My Biased Coin: January 2013

Thursday, January 24, 2013

On My Drive in This Morning...

It would, of course, be completely inappropriate for me to write that if you're interested in illegal prescription drugs, you should go talk to Stefan Savage of UCSD. But it's more appropriate for me to give a shout-out to him for his recent appearance on Planet Money's podcast, in Episode 430: Black Market Pharmacies and the Spam Empire Behind Them, which I listened to on my way into work this morning. It's well worth listening to. The podcast's take summarized (which matches my experience with other non-drug online advertising based businesses, and I think I'm summarizing Stefan correctly) -- it's actually a pretty boring business. Online pharmacies are just trying to sell something, get their cut, and spam mail is their effective way of advertising. (Since selling prescription drugs without a prescription in the US is illegal, they can't exactly advertise on TV.) Stefan mentions in the podcast that in cases he's examined, they don't appear to be trying to send you placebos or bad product; they're just making their margin, like other retail businesses.

Maybe Stefan will see this and offer some pointers to research in the comments.
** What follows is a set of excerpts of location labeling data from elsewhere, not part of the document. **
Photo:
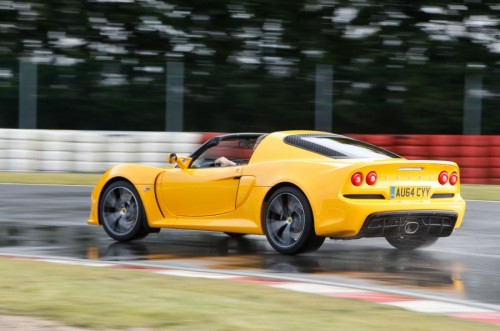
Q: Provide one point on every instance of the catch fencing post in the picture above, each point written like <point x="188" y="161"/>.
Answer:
<point x="27" y="94"/>
<point x="174" y="103"/>
<point x="324" y="98"/>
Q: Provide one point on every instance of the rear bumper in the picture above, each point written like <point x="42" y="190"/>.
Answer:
<point x="346" y="218"/>
<point x="409" y="224"/>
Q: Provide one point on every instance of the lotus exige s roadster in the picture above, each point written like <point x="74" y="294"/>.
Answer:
<point x="295" y="187"/>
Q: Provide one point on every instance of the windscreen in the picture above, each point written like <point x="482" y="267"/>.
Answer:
<point x="339" y="147"/>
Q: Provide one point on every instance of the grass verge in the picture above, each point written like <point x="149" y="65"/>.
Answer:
<point x="110" y="298"/>
<point x="469" y="191"/>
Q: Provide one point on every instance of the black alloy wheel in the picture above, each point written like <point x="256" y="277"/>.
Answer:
<point x="121" y="212"/>
<point x="288" y="222"/>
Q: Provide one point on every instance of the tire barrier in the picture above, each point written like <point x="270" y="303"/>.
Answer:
<point x="96" y="151"/>
<point x="88" y="151"/>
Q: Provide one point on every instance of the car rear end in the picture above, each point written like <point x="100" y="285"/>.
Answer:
<point x="394" y="198"/>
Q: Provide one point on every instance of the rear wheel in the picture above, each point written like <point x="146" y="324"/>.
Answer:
<point x="121" y="212"/>
<point x="411" y="243"/>
<point x="288" y="222"/>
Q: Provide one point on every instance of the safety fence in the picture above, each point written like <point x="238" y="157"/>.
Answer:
<point x="95" y="151"/>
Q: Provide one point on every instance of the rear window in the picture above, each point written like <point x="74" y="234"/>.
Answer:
<point x="338" y="147"/>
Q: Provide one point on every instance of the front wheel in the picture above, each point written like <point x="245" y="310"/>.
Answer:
<point x="288" y="222"/>
<point x="121" y="212"/>
<point x="409" y="243"/>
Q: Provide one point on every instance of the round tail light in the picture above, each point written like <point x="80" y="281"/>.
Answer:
<point x="443" y="177"/>
<point x="453" y="178"/>
<point x="371" y="178"/>
<point x="357" y="179"/>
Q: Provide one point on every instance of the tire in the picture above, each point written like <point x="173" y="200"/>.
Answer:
<point x="121" y="212"/>
<point x="288" y="222"/>
<point x="411" y="243"/>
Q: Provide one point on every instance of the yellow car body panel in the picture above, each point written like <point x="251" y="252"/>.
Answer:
<point x="231" y="199"/>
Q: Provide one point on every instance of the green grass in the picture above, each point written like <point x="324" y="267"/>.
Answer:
<point x="469" y="191"/>
<point x="111" y="298"/>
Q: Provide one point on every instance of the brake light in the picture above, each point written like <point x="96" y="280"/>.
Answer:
<point x="371" y="178"/>
<point x="357" y="179"/>
<point x="443" y="177"/>
<point x="453" y="178"/>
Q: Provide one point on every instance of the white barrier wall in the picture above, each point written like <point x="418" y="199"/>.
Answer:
<point x="88" y="151"/>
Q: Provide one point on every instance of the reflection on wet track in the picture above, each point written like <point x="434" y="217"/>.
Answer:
<point x="464" y="266"/>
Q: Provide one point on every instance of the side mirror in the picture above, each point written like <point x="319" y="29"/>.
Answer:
<point x="171" y="158"/>
<point x="182" y="162"/>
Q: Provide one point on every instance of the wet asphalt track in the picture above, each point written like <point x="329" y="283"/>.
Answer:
<point x="50" y="221"/>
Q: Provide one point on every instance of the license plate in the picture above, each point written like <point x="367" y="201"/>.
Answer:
<point x="410" y="192"/>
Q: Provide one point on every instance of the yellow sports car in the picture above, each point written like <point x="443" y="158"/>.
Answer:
<point x="296" y="187"/>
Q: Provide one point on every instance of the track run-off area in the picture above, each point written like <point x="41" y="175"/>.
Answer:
<point x="458" y="276"/>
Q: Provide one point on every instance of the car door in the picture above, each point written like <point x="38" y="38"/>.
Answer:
<point x="198" y="192"/>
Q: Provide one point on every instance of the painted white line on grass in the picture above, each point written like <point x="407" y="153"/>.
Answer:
<point x="194" y="274"/>
<point x="436" y="307"/>
<point x="315" y="288"/>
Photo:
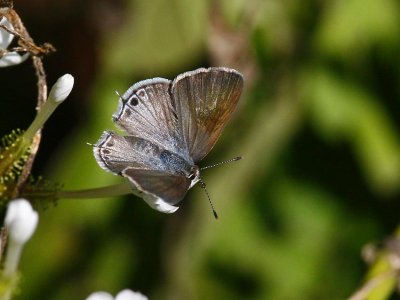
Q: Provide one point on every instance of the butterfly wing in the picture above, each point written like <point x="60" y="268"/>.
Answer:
<point x="204" y="101"/>
<point x="115" y="153"/>
<point x="169" y="188"/>
<point x="146" y="111"/>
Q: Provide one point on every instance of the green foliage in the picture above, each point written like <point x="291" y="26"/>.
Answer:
<point x="14" y="152"/>
<point x="317" y="126"/>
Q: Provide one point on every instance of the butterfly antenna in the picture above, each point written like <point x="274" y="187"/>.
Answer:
<point x="223" y="162"/>
<point x="203" y="186"/>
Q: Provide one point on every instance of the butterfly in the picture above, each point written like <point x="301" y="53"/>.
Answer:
<point x="170" y="127"/>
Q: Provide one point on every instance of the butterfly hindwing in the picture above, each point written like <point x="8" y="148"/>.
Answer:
<point x="171" y="188"/>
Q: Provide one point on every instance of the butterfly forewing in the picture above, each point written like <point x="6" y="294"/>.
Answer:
<point x="204" y="100"/>
<point x="171" y="188"/>
<point x="146" y="111"/>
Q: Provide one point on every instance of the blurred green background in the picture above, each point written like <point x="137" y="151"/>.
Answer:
<point x="318" y="125"/>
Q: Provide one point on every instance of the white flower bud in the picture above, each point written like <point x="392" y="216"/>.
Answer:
<point x="100" y="296"/>
<point x="21" y="220"/>
<point x="5" y="37"/>
<point x="61" y="89"/>
<point x="130" y="295"/>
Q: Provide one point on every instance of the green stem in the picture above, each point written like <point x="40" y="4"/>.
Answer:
<point x="41" y="118"/>
<point x="103" y="192"/>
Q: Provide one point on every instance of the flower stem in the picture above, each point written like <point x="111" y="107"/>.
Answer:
<point x="14" y="251"/>
<point x="41" y="118"/>
<point x="108" y="191"/>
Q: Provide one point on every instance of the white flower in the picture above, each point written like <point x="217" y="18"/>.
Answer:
<point x="61" y="89"/>
<point x="130" y="295"/>
<point x="100" y="296"/>
<point x="21" y="220"/>
<point x="9" y="58"/>
<point x="122" y="295"/>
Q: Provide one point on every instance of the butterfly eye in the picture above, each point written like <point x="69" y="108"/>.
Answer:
<point x="133" y="101"/>
<point x="192" y="176"/>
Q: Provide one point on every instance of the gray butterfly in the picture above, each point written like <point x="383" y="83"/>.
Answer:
<point x="171" y="126"/>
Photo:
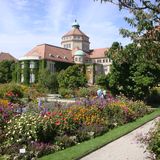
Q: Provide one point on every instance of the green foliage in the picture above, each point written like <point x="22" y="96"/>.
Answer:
<point x="61" y="66"/>
<point x="6" y="70"/>
<point x="102" y="80"/>
<point x="145" y="18"/>
<point x="16" y="89"/>
<point x="26" y="73"/>
<point x="135" y="70"/>
<point x="154" y="97"/>
<point x="48" y="80"/>
<point x="66" y="93"/>
<point x="72" y="77"/>
<point x="154" y="141"/>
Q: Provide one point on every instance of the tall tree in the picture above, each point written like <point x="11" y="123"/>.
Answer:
<point x="146" y="18"/>
<point x="133" y="73"/>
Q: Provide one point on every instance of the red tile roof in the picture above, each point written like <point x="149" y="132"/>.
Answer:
<point x="75" y="31"/>
<point x="98" y="53"/>
<point x="6" y="56"/>
<point x="50" y="52"/>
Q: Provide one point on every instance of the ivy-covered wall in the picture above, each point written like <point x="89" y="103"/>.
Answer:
<point x="25" y="72"/>
<point x="62" y="65"/>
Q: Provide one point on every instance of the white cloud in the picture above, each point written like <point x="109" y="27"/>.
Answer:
<point x="26" y="23"/>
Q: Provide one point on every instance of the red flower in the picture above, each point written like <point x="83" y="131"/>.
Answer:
<point x="57" y="123"/>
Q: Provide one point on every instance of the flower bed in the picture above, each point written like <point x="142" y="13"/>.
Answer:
<point x="45" y="132"/>
<point x="152" y="140"/>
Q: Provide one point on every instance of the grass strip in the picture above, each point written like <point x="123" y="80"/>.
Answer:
<point x="80" y="150"/>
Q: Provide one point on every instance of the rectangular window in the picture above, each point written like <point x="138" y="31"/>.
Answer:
<point x="22" y="78"/>
<point x="98" y="60"/>
<point x="32" y="78"/>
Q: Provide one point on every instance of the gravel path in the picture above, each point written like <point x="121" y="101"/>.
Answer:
<point x="124" y="148"/>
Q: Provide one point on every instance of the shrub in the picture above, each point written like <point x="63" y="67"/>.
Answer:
<point x="11" y="91"/>
<point x="66" y="93"/>
<point x="139" y="108"/>
<point x="154" y="97"/>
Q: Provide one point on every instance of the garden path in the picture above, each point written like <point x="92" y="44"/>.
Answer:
<point x="124" y="148"/>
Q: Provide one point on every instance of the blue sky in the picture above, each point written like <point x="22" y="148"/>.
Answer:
<point x="27" y="23"/>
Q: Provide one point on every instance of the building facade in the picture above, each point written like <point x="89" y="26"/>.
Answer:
<point x="75" y="49"/>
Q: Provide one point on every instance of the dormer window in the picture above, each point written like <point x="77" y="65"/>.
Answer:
<point x="32" y="65"/>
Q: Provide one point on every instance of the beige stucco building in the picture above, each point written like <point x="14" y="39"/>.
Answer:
<point x="75" y="49"/>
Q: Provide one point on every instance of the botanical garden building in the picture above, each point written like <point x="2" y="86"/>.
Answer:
<point x="75" y="49"/>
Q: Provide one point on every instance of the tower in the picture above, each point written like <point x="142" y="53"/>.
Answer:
<point x="75" y="38"/>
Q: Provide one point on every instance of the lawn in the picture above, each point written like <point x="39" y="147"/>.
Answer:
<point x="82" y="149"/>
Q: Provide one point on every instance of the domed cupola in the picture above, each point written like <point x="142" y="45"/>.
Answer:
<point x="79" y="57"/>
<point x="75" y="24"/>
<point x="75" y="38"/>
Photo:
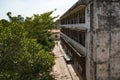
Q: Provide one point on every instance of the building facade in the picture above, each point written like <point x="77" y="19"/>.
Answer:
<point x="90" y="36"/>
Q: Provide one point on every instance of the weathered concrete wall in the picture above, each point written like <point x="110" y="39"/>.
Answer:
<point x="107" y="39"/>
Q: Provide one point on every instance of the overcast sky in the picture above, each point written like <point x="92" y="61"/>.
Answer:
<point x="30" y="7"/>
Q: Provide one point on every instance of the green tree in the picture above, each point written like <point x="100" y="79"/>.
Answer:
<point x="38" y="26"/>
<point x="21" y="57"/>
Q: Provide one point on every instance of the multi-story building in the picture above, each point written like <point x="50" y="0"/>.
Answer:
<point x="90" y="36"/>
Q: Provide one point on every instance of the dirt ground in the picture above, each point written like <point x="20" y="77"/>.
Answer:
<point x="62" y="70"/>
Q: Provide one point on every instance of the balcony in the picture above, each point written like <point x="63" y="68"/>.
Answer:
<point x="74" y="26"/>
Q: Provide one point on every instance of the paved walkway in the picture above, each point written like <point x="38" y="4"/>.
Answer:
<point x="61" y="70"/>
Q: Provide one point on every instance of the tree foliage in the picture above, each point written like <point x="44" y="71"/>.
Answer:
<point x="25" y="46"/>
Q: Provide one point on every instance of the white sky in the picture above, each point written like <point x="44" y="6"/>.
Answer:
<point x="30" y="7"/>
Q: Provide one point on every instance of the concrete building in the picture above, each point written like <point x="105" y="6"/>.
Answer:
<point x="90" y="35"/>
<point x="55" y="34"/>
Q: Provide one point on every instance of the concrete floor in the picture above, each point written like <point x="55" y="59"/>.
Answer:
<point x="61" y="70"/>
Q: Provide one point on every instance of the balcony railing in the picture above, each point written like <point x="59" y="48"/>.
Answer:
<point x="75" y="26"/>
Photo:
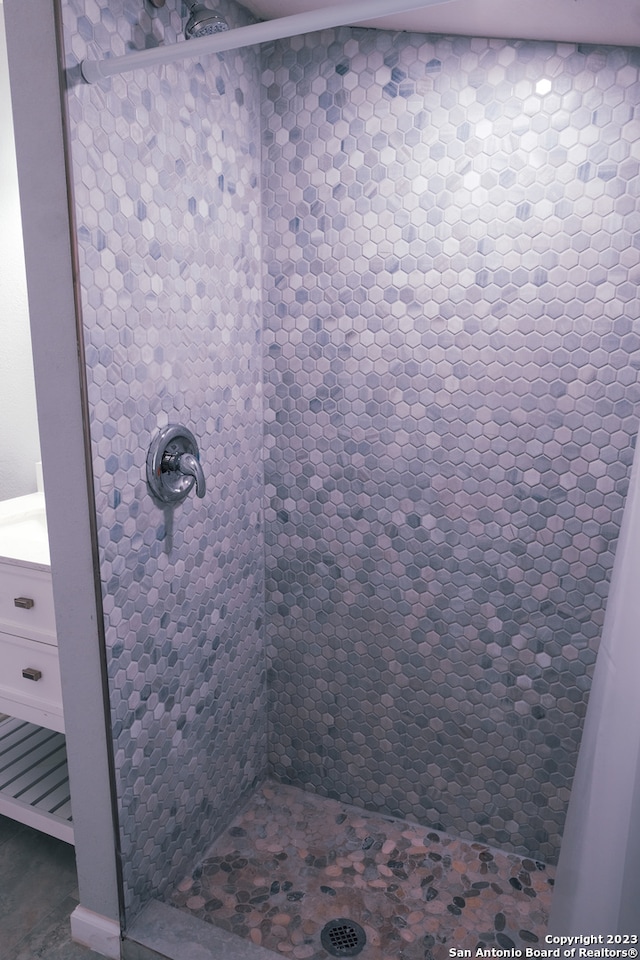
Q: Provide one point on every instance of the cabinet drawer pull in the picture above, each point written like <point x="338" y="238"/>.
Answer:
<point x="25" y="603"/>
<point x="30" y="673"/>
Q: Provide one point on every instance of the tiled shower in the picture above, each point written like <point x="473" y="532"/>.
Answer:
<point x="394" y="590"/>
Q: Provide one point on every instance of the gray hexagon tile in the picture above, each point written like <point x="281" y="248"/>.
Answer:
<point x="451" y="317"/>
<point x="166" y="181"/>
<point x="451" y="352"/>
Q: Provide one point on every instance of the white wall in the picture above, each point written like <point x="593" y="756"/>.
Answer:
<point x="18" y="420"/>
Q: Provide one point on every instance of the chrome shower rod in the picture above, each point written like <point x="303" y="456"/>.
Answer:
<point x="337" y="15"/>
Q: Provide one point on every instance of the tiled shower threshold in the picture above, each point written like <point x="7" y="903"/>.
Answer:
<point x="292" y="861"/>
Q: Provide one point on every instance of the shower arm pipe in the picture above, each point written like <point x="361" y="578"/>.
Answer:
<point x="337" y="15"/>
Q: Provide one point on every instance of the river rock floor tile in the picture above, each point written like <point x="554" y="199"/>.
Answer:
<point x="292" y="861"/>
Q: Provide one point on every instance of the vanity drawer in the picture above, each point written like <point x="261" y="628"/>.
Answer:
<point x="38" y="699"/>
<point x="32" y="615"/>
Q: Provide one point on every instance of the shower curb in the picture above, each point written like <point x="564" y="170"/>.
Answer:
<point x="161" y="932"/>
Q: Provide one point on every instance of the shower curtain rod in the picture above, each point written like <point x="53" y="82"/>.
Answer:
<point x="299" y="23"/>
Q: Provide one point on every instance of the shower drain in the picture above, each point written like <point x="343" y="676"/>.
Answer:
<point x="343" y="938"/>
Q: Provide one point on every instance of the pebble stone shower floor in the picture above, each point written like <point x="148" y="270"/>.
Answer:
<point x="292" y="861"/>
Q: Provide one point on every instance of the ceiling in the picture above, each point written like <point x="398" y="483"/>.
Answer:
<point x="574" y="21"/>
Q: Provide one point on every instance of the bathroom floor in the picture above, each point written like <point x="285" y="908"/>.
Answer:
<point x="292" y="861"/>
<point x="38" y="892"/>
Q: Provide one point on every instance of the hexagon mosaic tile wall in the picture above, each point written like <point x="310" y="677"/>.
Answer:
<point x="451" y="262"/>
<point x="166" y="187"/>
<point x="451" y="316"/>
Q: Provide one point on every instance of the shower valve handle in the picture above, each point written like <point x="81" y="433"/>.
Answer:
<point x="173" y="465"/>
<point x="188" y="466"/>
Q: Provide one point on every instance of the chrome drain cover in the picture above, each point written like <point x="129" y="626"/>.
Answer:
<point x="343" y="938"/>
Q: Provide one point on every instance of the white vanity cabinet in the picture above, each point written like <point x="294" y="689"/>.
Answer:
<point x="34" y="781"/>
<point x="29" y="670"/>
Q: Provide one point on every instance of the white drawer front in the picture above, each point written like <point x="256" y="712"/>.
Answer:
<point x="42" y="695"/>
<point x="33" y="614"/>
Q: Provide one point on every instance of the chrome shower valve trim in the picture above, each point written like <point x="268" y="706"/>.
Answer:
<point x="173" y="465"/>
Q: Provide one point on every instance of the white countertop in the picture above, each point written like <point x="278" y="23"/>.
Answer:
<point x="23" y="531"/>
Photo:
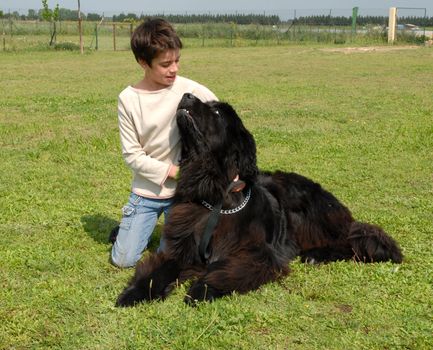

In any case, I enjoyed listening to his insights and smooth-sounding voice on the drive.

Tuesday, January 22, 2013

Auernheimer Speaks

Auernheimer -- who as I've discussed on this blog was convicted of a felony by accessing AT&T servers -- put out a statement yesterday.

Monday, January 21, 2013

Here Comes Another One

And yet another security story -- this one titled find a bug, get expelled or something close to that in various places. I'm going to have to find out where I send an opinionated letter to Dawson college.

Also, if you haven't been reading it, I'd really recommend reading the last week or so of posts on Harry Lewis's blog, which goes into a lot of depth on issues related to the Aaron Swartz's case, university governance and culture, and the Harvard cheating case.

Sunday, January 13, 2013

Aaron Swartz : Links

If you haven't done so already, today is a good day to reflect upon the life of Aaron Swartz.

If you haven't heard of him or need background, you can always start with his Wikipedia page.

After that, I'd recommend reading the words of Cory Doctorow, Lawrence Lessig, and Glenn Greenwald.

Finally, it's worth reading the family's statement.

I am finding it disturbing that this is my second post involving government prosecution this year. (Here was the first.) This seems like it may be an important ongoing concern, although given the setting, a topic for another day.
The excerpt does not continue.